La décadence de ce pays date du khédiviat d’Ismaïl-Pacha. Ce prince, dissipateur et orientalement voluptueux, voulut faire trop grand. L’appui qu’il continua à prêter à M. de Lesseps, les palais qu’il fît construire et qui sont des merveilles, le pont tournant sur le Nil, les boulevards de l’Ismalieh rappelant nos vertes avenues du Ranelagh, un théâtre somptueux, l’allée des Pyramides, bordée d’acacias[1], et qui fut créée pour plaire à l’impératrice Eugénie, des voies ferrées, le jardin de l’Esbekieh avec son bel étang, ses figuiers, ses pagodes et ses massifs d’hibiscus toujours flamboyans, témoignent de la magnificence de ses idées et de ses goûts.

Ne pouvant plus, comme son père Ibrahim, guerroyer autant qu’il l’eût voulu, Ismaïl sema l’or en prodigue qu’il était, espérant, par ses largesses et le faste inouï de son hospitalité, conquérir une indépendance absolue vis-à-vis de la Sublime-Porte.
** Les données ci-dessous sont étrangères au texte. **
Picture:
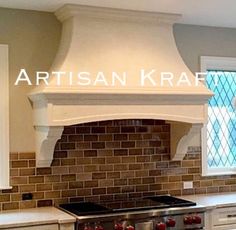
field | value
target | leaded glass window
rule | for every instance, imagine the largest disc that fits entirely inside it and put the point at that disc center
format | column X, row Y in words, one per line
column 221, row 127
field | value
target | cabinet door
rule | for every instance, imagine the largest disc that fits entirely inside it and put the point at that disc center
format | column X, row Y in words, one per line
column 38, row 227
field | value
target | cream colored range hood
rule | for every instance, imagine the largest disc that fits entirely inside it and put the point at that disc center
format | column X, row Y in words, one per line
column 105, row 43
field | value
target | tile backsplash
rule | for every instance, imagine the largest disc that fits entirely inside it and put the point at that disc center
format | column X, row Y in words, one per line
column 109, row 160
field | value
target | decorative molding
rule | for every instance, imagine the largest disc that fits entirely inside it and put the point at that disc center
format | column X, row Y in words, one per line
column 4, row 119
column 185, row 140
column 46, row 138
column 72, row 10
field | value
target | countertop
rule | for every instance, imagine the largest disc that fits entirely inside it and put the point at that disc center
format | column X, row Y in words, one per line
column 212, row 201
column 34, row 216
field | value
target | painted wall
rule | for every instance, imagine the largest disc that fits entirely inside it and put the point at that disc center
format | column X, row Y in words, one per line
column 195, row 41
column 33, row 38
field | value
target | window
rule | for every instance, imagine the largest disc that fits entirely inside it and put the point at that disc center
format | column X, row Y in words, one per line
column 4, row 118
column 219, row 134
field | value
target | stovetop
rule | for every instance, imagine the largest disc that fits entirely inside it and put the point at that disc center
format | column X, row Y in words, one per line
column 155, row 202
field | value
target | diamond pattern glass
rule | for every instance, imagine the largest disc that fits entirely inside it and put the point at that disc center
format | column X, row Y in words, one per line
column 221, row 127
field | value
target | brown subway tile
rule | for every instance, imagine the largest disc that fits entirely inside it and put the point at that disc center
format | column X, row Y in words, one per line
column 60, row 186
column 4, row 197
column 69, row 193
column 27, row 188
column 69, row 177
column 26, row 156
column 28, row 204
column 98, row 145
column 19, row 180
column 44, row 171
column 27, row 171
column 44, row 187
column 98, row 160
column 67, row 146
column 44, row 203
column 75, row 184
column 36, row 179
column 90, row 153
column 68, row 161
column 98, row 176
column 98, row 191
column 90, row 184
column 10, row 206
column 90, row 137
column 83, row 145
column 98, row 129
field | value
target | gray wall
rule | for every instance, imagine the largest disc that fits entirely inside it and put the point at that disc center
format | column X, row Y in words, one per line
column 33, row 38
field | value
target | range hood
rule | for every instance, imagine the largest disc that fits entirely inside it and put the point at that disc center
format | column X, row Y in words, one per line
column 102, row 43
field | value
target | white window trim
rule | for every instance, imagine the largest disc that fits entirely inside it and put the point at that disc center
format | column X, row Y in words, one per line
column 214, row 63
column 4, row 118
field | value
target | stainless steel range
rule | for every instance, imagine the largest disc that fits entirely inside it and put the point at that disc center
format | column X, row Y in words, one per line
column 152, row 213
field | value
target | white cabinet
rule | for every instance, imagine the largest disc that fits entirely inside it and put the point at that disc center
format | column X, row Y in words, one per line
column 222, row 219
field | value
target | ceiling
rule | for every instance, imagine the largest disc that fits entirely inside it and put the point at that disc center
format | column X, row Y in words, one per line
column 220, row 13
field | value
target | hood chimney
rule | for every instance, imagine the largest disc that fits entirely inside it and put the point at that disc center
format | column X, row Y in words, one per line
column 120, row 56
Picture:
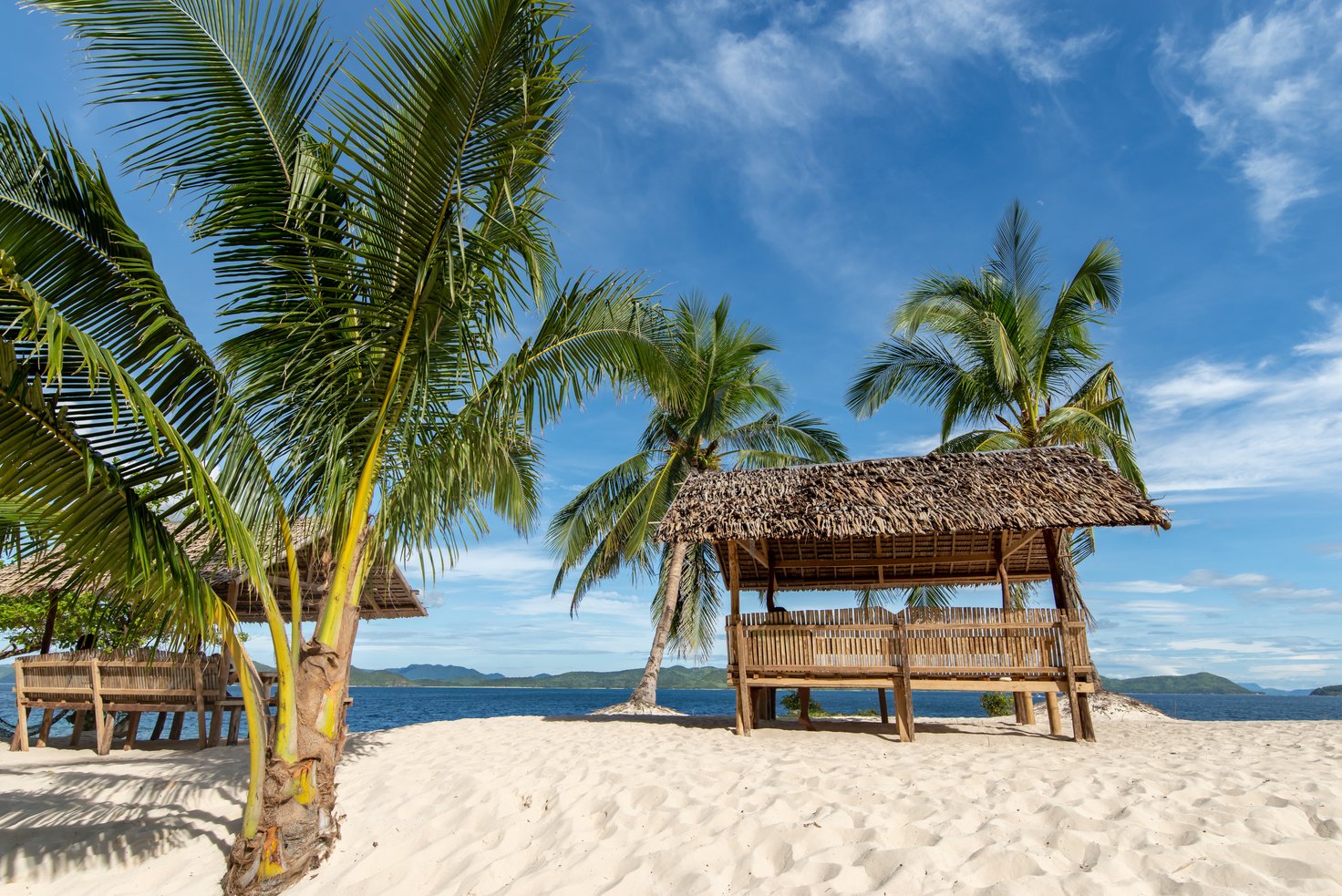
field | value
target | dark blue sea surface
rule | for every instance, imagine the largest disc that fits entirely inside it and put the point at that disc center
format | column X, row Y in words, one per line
column 391, row 707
Il eût dû réfléchir qu’à cette délivrance tant souhaitée s’opposaient les traités de 1848, qui fixaient une limite à l’ambition des héritiers de Méhémet-Ali, et l’insuffisance d’une armée qui ne pouvait dépasser le nombre dérisoire de 16,000 hommes; 16,000 soldats, quand Méhémet-Ali en avait commandé plus de 100,000 ! Ismaïl-Pacha n’en avait pas moins vu se terminer, en 1874, grâce à la coopération de Samuel Baker et d’autres officiers de fortune, la conquête de vastes régions comprises entre l’Equateur et le dix-huitième degré de latitude nord, régions aux limites sablonneuses, mal définies, mais qui, en prenant le nom de Soudan égyptien, portèrent l’étendue du territoire khédivial à 2,250,000 kilomètres carrés. Ce fut encore Ismaïl-Pacha qui, de 1869 à 1875, soumit une partie de la côte de Somâl sur le golfe d’Aden ; il prit Zeilah, Berberah et atteignit jusqu’au cap inhospitalier de Gardafui, si fécond en naufrages. Poussant dans la direction du nord-ouest de l’Abyssinie, cette Suisse africaine, il y avait subjugué les pays indépendans des Bogos, des Bazen et des Gallabat. Triomphes éphémères ; depuis cette époque, les prédications du Madhi, la chute de Khartoum, la destruction entière de l’armée du général anglais Hicks, ont réduit à néant ces brillantes conquêtes.

En dix ans de règne, Ismaïl-Pacha avait su emprunter 3 milliards de francs. On a pu, paraît-il, pièces en main, reconstituer l’emploi d’une partie de cette somme, mais il est resté un reliquat de 700 à 800 millions dont l’usage n’a jamais pu être justifié. L’ex-khédive conquérant, qui, après bien des fortunes diverses, est venu piteusement s’échouer sur les rives du Bosphore, pourrait bien ne pas pouvoir le dire lui-même. La facilité avec laquelle il s’était procuré

  1. L’acacia Lebbek, au feuillage d’un vert sombre.